Ludwig Institute for Cancer Research, La Jolla, CA, United States; Department of Cellular & Molecular Medicine, University of California San Diego, La Jolla, CA, United States. Electronic address:

Published: December 2018

The one-cell Caenorhabditis elegans embryo offers many advantages for mechanistic analysis of cell division processes. Conservation of key genes and pathways involved in cell division makes findings in C. elegans broadly relevant. A key technical advantage of this system is the ability to penetrantly deplete essential gene products by RNA interference (RNAi) and replace them with wild-type or mutant versions expressed at endogenous levels from single copy RNAi-resistant transgene insertions. This ability to precisely perturb essential genes is complemented by the inherently highly reproducible nature of the zygotic division that facilitates development of quantitative imaging assays.

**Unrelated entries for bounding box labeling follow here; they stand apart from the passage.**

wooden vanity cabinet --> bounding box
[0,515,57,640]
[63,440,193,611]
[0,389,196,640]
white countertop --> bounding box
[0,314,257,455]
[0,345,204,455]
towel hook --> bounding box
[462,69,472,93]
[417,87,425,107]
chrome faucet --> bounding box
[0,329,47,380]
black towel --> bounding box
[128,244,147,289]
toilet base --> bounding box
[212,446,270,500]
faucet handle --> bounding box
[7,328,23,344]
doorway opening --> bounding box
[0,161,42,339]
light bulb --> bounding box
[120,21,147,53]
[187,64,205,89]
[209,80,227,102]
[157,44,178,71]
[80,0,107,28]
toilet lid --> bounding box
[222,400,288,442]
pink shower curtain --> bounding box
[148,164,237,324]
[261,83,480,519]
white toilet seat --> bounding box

Here, we detail approaches to generate targeted single copy transgene insertions that are RNAi-resistant, to engineer variants of individual genes employing transgene insertions as well as at the endogenous locus, and to in situ tag genes with fluorophores/purification tags. We also describe imaging assays and common image analysis tools employed to quantitatively monitor phenotypic effects of specific perturbations on meiotic and mitotic chromosome segregation, centrosome assembly/function, and cortical dynamics/cytokinesis.